Un ejemplo de ello son las reformas del artículo 335 del código penal, realizadas en el 2017, que ampliaron la definición de lo que constituye el delito de terrorismo. La Comisión Interamericana de Derechos Humanos (CIDH) y otras entidades han expresado su preocupación por la ambigüedad de los delitos definidos en la reforma, que permiten interpretaciones muy dispares y sanciones sobre conductas que no corresponden a la gravedad y naturaleza del delito de terrorismo (OEA, 2017), y en consecuencia, perjudican el trabajo de defensores de derechos humanos, periodistas y movimientos sociales.

La criminalización de la disidencia se manifiesta en detenciones arbitrarias durante manifestaciones o acciones de recuperación de tierras, detenciones como parte de procesos judiciales, prolongación de procesos judiciales en los que se restringe enormemente la acción y libertad de movimientos de las víctimas, y estigmatizaciones mediáticas donde los principales medios de comunicación retratan a los movimientos sociales, activistas y quienes los defienden como criminales o terroristas (OCMAL, 2016).

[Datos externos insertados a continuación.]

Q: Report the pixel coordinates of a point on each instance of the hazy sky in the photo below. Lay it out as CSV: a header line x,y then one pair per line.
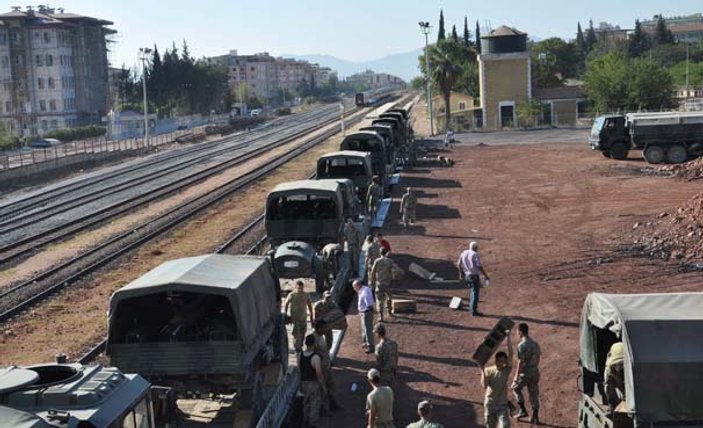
x,y
355,30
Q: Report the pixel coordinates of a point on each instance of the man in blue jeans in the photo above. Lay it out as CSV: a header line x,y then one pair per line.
x,y
470,267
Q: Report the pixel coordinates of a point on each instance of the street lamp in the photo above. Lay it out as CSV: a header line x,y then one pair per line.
x,y
144,57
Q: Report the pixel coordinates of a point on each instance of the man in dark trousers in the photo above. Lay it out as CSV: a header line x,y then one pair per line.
x,y
470,266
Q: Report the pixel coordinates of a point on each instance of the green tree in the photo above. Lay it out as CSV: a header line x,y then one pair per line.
x,y
639,41
591,38
477,35
614,82
662,34
440,31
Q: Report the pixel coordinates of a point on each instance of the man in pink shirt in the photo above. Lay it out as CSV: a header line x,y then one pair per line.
x,y
470,266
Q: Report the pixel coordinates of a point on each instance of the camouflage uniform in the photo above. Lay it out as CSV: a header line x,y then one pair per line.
x,y
528,352
373,197
381,276
322,349
407,208
387,360
353,239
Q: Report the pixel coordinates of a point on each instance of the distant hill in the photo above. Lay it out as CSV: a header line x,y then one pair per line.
x,y
403,65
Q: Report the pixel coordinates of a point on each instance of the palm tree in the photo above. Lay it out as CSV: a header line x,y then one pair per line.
x,y
446,70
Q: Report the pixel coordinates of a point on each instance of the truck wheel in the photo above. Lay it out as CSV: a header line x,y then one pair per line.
x,y
676,154
654,154
619,150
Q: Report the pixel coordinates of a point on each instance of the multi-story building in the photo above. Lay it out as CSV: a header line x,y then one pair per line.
x,y
687,29
53,69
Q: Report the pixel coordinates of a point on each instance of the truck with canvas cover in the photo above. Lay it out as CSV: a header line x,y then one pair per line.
x,y
672,137
209,324
73,396
372,142
641,358
347,164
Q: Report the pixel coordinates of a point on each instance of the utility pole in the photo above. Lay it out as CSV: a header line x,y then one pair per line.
x,y
144,56
426,28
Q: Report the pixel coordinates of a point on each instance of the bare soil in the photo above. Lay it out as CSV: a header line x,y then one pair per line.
x,y
552,221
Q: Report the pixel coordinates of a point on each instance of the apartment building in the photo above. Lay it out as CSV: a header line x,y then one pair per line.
x,y
53,69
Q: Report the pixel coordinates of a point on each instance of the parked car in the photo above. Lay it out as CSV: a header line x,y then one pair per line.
x,y
44,143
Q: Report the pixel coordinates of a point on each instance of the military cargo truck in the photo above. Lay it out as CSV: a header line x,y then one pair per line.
x,y
205,325
73,395
661,369
671,137
347,164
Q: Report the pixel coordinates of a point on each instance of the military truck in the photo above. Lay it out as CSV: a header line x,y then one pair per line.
x,y
301,218
73,395
372,142
347,164
206,326
662,365
673,137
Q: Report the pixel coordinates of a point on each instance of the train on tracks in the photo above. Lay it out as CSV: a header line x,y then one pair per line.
x,y
204,336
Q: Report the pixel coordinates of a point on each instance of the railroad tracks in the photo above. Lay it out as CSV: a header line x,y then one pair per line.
x,y
22,296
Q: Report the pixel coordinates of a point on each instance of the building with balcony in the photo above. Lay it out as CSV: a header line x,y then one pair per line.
x,y
53,69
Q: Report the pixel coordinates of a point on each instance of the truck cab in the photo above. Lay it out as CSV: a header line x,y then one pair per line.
x,y
611,136
73,396
350,164
662,363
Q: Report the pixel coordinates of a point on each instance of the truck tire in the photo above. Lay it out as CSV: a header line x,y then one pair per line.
x,y
676,154
619,150
654,154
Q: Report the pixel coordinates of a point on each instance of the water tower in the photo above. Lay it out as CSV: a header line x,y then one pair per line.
x,y
504,76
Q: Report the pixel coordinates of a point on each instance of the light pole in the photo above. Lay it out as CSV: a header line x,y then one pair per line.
x,y
144,56
426,28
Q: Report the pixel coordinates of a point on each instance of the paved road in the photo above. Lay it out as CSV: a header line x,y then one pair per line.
x,y
502,138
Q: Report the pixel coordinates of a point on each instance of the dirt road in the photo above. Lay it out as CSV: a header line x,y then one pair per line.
x,y
550,219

Breves discusiones sobre los grupos paramilitares en el contexto hondureño comenzaron a aflorar en los medios de comunicación en 2009, dos meses después del golpe, en relación a la reclutación de alrededor de 130 ex-miembros de la organización paramilitar más grande de Colombia, las Autodefensas Unidas de Colombia (AUC), para trabajar para empresarios y terratenientes hondureños en el Valle del Aguán y para sofocar las protestas nacionales contra el golpe (El Tiempo, 2009; BBC, 2009). Sin embargo, posteriormente, las menciones a los grupos paramilitares disminuyeron a pesar de que continuó la violencia paramilitar.